Chris M. Kabel
On Monday, the Intergovernmental Panel on Climate Change (IPCC) released its latest assessment of the degree to which human activity is driving climate change, and multitude of ways in which climate change will create catastrophic effects if not mitigated. The IPCC report, widely regarded as the most complete and authoritative assessment of our changing climate, calls for much more robust action from governments around the world if we are to limit global warming to 1.5 degrees Celsius – a target that would prevent the worst consequences for human health and survival.
During this National Public Health Week, it’s important to emphasize that climate change is arguably the most pressing public health threat we face today. Unless we dramatically reduce carbon emissions before the end of the decade, the growing climate crisis will increase drought, heat waves and other extreme weather events; degrade the production capacity of our food systems; erode the viability of cities and towns to sustain their current structures and designs; and increase human mortality through vector-borne disease, respiratory ailments, and cardiovascular conditions.
Given the global scale of the climate crisis, it’s easy to get overwhelmed and wonder what we can reasonably achieve in our own communities. However, it’s important to remember that public health is where you are. There is a tremendous amount that we can achieve at the local and regional level.

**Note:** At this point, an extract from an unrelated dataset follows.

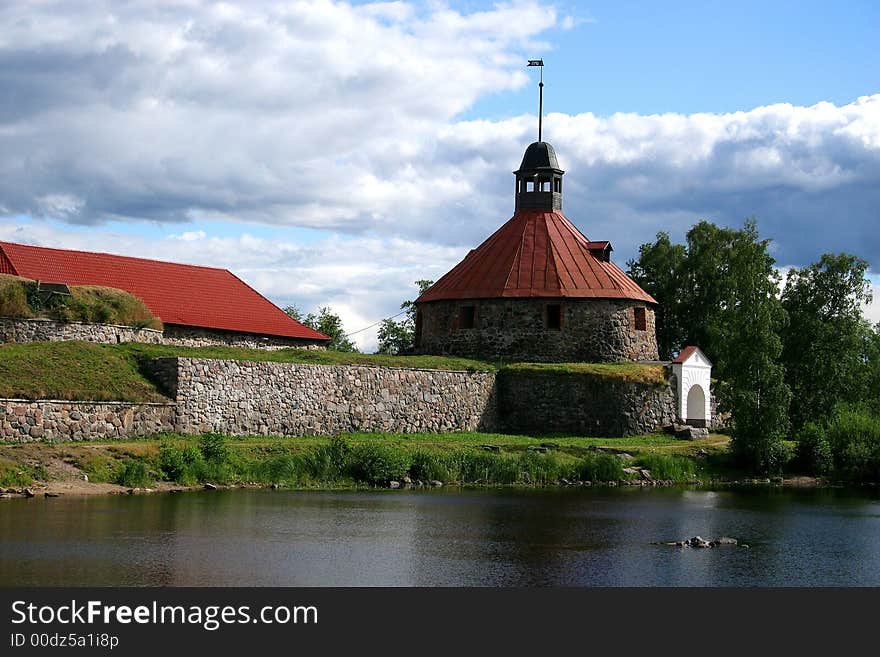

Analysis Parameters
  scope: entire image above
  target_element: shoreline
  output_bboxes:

At The Kresge Foundation, we are gratified to be able to support a wide range of community-based advocates working to improve climate resilience and health equity through our Climate Change, Health and Equity initiative. Many of the organizations supported through this five-year, $22 million initiative are achieving important victories, including expanding transit access, establishing a statewide Clean Energy Standard and establishing urban resilience hubs.
Of course, we realize that Kresge’s support can only provide a small fraction of the resources that frontline organizations require in order to advance the priorities of low-income communities of color who have been hit first and worst by climate threats.
Yet too many funders overlook grassroots organizations led by people of color: a report by Building Equity and Alignment for Environmental Justice found that, in regions like the Midwest and Gulf South, only about 1% of grants from the 12 largest environmental funders were awarded to grassroots environmental justice organizations. In response, Kresge is one of 16 climate funders that joined a pledge led by the Donors of Color Network to direct at least 30% of grantmaking to BIPOC-led organizations.
However, this pledge is targeted primarily to climate funders, which omits a very large segment of the philanthropic landscape: health funders.
According to the latest field assessment from Grantmakers in Health, there are now 303 health conversion foundations, which collectively hold nearly $40 billion in assets in 44 states and the District of Columbia.
Despite the fact that climate change is a leading threat to the public’s health, and that no region of the country will be immune to its consequences, strikingly few health foundations support climate justice work. A field assessment conducted by the Health and Environment Funders Network (HEFN) and Environmental Grantmakers of America (EGA) found a total of just $84 million in grants from 100 funders in health and equity initiatives related to climate, with very few coming from health foundations.
Funding partners like the Robert Wood Johnson Foundation are supporting community-driven efforts to improve climate resilience through its Health and Climate Solutions initiative. What would it take for more state, regional and local health funders to recognize the health equity and racial justice impacts of climate change, and dedicate funding accordingly?
We invite any health funder considering supporting climate justice efforts in their regions to reach out, and we’d be happy to talk. Together, we can support community aspirations for a more just, sustainable and healthy future.